5 Reasons to Emphasize Career Development During Sequestration

By Jacob Flinck and Nicole Benn

February 25, 2013

Picture this.  You’re a Federal executive, responsible for an important mission critical program with national significance.  You have 500 employees that haven’t received a pay raise for three years. Frustrations are high and they are leaving in droves – 25 in the last six months alone. And now you’re under a hiring freeze.  When you think about your organization in a year or two, you can imagine a workforce below 400, with critical vacancies and skill gaps across the board impacting the ability to provide vital services to our Nation.  You don’t want to panic, but what other option do you have?

How about career development?  Career development is the intentional and deliberate process of growing your staff to support your business needs. When done well, it aligns individual career aspirations with the organization’s vision and mission and results in increased satisfaction, decreased turnover and higher productivity.  

Some say that in today’s budget environment, they can’t afford to train and develop employees. Though this might meet your short term budget needs, it undercuts your longer term human capital development needs. Career development can be a powerful – and affordable – way to engage your workforce and deliver results especially in tough times.  Consider these five reasons to develop your employees now:

1. Workforce planning. Having a strategic approach to career development allows organizations to identify and allocate resources according to an employee’s skills within their respective career path, while also planning for future organizational needs. In effect, this lets you be proactive in workforce planning through prescriptive career development maps that account for and are aligned with organizational needs.

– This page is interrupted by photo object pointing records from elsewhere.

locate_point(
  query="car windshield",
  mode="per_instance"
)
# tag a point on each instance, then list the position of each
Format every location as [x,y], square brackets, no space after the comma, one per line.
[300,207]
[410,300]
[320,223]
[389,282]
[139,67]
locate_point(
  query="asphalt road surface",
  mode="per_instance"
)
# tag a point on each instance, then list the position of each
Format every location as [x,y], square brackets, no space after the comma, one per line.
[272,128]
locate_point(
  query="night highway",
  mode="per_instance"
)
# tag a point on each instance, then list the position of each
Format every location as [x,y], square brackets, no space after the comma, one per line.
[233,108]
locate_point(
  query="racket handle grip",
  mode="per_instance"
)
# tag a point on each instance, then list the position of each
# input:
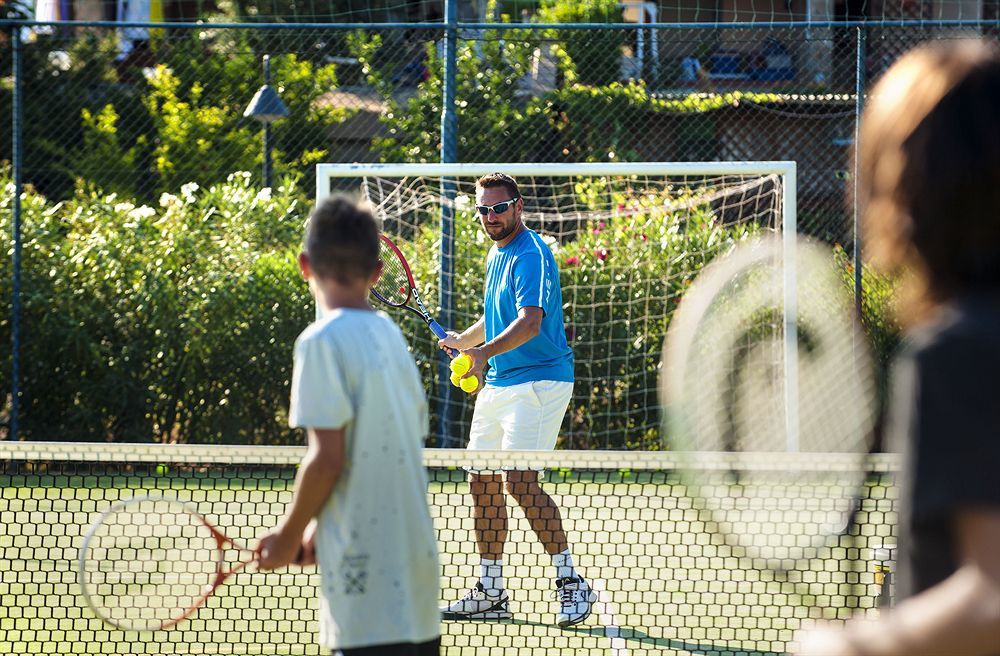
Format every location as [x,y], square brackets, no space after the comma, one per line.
[437,329]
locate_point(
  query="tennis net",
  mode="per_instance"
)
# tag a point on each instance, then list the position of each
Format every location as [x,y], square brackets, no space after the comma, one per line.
[667,581]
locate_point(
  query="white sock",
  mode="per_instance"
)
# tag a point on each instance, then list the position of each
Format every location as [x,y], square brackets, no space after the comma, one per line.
[491,576]
[563,563]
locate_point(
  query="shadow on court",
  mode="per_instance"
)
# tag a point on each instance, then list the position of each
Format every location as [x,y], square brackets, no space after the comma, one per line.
[631,635]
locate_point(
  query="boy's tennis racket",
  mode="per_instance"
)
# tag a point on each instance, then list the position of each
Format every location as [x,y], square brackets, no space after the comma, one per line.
[776,453]
[396,287]
[149,562]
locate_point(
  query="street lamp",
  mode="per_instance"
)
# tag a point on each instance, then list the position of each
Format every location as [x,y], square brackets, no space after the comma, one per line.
[266,107]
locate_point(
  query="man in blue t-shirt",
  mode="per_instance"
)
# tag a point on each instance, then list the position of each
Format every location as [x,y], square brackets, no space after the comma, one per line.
[521,406]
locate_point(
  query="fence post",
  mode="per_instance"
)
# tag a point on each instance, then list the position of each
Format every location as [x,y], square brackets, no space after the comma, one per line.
[859,91]
[15,306]
[449,154]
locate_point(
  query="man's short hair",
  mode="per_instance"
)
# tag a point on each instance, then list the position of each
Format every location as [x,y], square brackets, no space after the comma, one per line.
[342,240]
[499,179]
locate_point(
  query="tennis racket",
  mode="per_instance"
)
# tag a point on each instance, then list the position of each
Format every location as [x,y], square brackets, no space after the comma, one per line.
[149,562]
[396,287]
[771,413]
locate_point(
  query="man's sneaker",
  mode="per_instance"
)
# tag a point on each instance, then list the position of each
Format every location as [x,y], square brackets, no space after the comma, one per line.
[477,605]
[576,600]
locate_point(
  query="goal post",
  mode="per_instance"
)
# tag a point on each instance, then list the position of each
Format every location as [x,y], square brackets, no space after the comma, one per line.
[622,230]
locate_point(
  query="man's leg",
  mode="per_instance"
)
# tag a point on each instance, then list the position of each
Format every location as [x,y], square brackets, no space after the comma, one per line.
[490,512]
[535,426]
[487,598]
[542,513]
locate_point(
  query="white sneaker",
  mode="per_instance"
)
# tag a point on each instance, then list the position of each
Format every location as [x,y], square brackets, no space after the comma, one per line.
[477,605]
[576,600]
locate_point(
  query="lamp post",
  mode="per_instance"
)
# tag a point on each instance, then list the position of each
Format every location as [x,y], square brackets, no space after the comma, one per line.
[266,107]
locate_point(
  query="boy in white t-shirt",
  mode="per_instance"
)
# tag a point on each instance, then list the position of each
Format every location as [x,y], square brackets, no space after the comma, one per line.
[357,392]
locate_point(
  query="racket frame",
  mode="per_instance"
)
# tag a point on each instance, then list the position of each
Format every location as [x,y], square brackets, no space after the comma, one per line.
[222,542]
[411,293]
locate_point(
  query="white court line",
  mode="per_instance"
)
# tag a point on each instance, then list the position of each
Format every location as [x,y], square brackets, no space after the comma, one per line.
[606,616]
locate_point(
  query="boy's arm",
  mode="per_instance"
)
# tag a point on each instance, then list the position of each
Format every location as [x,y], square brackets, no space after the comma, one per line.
[317,476]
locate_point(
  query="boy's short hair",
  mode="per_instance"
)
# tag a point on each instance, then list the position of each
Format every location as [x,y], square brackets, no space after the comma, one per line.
[499,179]
[342,240]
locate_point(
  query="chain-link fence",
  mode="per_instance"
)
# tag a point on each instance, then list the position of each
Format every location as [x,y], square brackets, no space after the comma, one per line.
[139,113]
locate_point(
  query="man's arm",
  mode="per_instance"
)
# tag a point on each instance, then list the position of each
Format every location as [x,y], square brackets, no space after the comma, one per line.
[960,616]
[321,467]
[521,330]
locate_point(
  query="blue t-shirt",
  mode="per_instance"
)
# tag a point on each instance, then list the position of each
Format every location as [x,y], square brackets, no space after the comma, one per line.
[523,274]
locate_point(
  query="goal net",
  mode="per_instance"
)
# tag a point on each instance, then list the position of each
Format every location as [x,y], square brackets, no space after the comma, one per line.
[628,240]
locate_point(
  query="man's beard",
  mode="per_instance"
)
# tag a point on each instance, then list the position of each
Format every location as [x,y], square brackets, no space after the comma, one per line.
[503,234]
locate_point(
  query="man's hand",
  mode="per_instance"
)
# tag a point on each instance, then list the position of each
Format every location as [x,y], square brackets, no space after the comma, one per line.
[479,359]
[279,548]
[451,344]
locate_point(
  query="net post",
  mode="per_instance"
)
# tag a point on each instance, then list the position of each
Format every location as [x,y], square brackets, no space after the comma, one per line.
[789,230]
[449,154]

2. Recruiting. Career development will not only help improve your current workforce, but will position you to attract top talent when the time comes to hire new employees.  Agencies with career development programs are more attractive to prospective employees because it sends a clear message that the organization is invested in them.  For example, based on our research, once job seekers became aware of an agency’s career development tools, they were more likely to identify the organization as forward thinking and results oriented. As a result, the awareness of an agency’s career development program led to a 30% increase in the applicant’s likelihood of applying for a job. Prospective applicants were also more likely to indicate that the organization cares about its employees and that the agency is a place to pursue a long-term career.

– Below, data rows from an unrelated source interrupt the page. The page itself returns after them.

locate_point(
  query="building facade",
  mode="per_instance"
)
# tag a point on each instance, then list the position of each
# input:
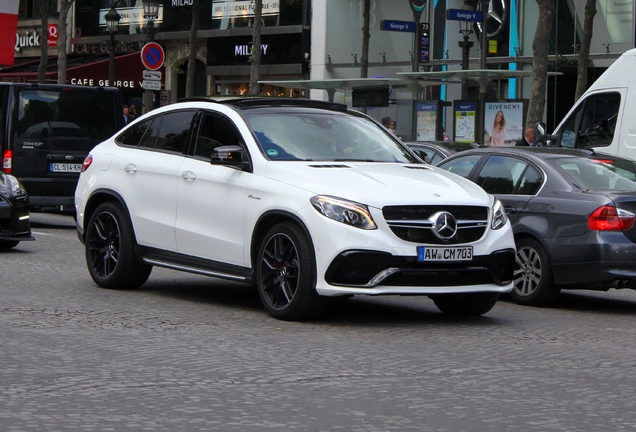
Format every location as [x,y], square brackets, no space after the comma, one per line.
[322,40]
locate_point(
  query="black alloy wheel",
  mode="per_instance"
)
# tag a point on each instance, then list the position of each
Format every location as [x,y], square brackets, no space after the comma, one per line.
[109,247]
[533,281]
[286,274]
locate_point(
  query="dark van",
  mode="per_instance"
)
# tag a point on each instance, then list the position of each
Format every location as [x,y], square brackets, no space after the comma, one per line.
[46,132]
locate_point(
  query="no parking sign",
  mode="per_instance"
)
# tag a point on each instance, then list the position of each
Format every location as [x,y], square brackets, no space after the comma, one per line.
[152,56]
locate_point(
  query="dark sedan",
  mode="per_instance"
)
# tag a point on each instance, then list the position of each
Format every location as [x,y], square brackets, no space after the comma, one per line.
[435,151]
[14,212]
[572,213]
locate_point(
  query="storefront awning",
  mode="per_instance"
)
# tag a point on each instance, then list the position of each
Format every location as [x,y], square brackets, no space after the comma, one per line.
[87,71]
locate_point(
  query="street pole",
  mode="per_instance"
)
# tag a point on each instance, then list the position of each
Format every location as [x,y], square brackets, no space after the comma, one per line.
[479,137]
[151,13]
[112,23]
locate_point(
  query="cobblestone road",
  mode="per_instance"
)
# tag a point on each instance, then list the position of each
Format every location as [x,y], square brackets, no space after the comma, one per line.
[189,353]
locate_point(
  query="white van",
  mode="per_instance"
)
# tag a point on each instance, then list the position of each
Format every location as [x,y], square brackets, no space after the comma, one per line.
[604,118]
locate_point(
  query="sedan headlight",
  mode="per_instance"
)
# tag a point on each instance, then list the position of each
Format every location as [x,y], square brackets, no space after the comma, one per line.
[499,217]
[347,212]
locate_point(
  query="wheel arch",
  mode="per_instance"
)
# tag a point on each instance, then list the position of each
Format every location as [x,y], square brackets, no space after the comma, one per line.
[268,220]
[97,198]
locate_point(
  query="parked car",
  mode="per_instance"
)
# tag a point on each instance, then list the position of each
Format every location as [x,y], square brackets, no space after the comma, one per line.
[14,212]
[49,129]
[435,151]
[304,199]
[572,213]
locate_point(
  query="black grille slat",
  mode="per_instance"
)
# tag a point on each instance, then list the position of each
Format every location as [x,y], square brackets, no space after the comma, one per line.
[410,223]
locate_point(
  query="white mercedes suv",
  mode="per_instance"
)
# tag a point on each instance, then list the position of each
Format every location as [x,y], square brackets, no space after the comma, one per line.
[306,200]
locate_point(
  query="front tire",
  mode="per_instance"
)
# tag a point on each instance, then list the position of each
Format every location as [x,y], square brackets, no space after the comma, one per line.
[110,249]
[534,285]
[469,304]
[286,274]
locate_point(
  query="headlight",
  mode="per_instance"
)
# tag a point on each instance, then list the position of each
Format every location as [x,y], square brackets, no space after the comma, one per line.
[347,212]
[499,217]
[16,187]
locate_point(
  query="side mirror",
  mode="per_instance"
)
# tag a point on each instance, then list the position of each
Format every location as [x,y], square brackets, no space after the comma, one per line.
[231,156]
[541,138]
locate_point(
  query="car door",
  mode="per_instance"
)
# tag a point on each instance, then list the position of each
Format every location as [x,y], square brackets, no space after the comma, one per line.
[211,199]
[149,186]
[513,180]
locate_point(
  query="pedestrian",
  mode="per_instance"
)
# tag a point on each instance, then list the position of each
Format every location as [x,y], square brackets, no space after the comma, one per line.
[389,124]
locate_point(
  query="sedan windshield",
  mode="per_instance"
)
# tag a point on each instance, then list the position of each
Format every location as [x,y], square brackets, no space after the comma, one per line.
[599,173]
[321,136]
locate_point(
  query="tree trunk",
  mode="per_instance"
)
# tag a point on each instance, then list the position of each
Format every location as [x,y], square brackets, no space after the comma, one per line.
[255,87]
[540,47]
[43,6]
[584,52]
[192,57]
[65,6]
[366,35]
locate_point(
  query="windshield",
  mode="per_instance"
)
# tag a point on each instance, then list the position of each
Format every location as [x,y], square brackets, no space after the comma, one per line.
[599,173]
[324,136]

3. Engagement. Research tells us that investing in an employee’s career increases engagement and job satisfaction, which in turn has a direct link to better performance, higher productivity and reduced turnover.  Developing career paths and linking training to career development and organizational goals allows agency leaders to send a clear message that employees matter. Strategically aligned career development lets organizations benefit from employees’ higher competency and skill levels along with the resulting improved productivity across the organization.  What could be more important today than improved productivity?

4. Retention.  Years of studies have shown that employees stay in jobs that give them opportunities.  Organizations need to think about this and offer developmental opportunities that support career aspirations, give employees opportunities to develop their skills, and help them understand the path to other positions. Employees who don’t understand their career paths are less satisfied and more likely to leave. As most agencies know, turnover is incredibly costly. In difficult times, agencies need to do everything they can to retain employees!

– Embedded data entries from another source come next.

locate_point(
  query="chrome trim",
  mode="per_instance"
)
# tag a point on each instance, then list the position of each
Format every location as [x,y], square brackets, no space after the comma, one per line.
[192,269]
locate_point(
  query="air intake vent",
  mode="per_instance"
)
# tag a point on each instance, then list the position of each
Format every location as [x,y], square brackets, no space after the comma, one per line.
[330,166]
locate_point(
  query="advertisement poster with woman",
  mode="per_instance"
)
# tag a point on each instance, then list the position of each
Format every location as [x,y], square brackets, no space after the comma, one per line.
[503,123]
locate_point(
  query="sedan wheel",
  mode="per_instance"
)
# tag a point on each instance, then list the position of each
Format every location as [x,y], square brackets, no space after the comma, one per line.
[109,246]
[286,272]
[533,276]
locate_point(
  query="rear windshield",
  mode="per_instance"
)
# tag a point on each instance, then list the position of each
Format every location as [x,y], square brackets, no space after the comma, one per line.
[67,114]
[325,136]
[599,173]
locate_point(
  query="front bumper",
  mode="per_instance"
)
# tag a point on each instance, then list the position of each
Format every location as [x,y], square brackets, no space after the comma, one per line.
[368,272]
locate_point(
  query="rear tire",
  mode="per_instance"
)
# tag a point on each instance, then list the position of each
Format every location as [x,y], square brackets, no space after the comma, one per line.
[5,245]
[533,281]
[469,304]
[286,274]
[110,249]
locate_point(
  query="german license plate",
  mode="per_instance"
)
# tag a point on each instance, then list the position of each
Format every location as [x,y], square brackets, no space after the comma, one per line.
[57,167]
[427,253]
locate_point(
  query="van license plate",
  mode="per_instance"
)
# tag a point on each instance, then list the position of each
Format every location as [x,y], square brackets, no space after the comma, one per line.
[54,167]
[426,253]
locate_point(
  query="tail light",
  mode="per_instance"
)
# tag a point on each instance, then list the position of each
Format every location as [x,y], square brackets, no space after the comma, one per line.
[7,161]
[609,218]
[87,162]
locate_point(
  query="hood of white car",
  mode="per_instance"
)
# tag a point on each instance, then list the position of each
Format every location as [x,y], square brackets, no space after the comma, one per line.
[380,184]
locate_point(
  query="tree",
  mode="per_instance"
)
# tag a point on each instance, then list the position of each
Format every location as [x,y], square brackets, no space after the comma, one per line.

5. It’s the law. A recent report issued by the U.S. Merit Systems Protection Board (MSPB), Managing Public Employees in the Public Interest: Employee Perspectives on Merit Principles in Federal Workplaces, documents the need for Federal agencies to improve their stewardship of the Federal workforce. The Report reminds us that  the Merit System Principles require not only the efficient and effective use of the Federal workforce but also that “employees should be provided effective education and training” to improve organizational and individual performance.

Strategic career development is an extremely effective tool for creating an efficient and effective workforce.  By aligning employees’ career goals with the organization’s mission, you can ensure your agency has a solid, high-performing workforce! 

Jacob Flinck and Nicole Benn are Senior Consultants specializing in career development and talent management at Federal Management Partners, Inc.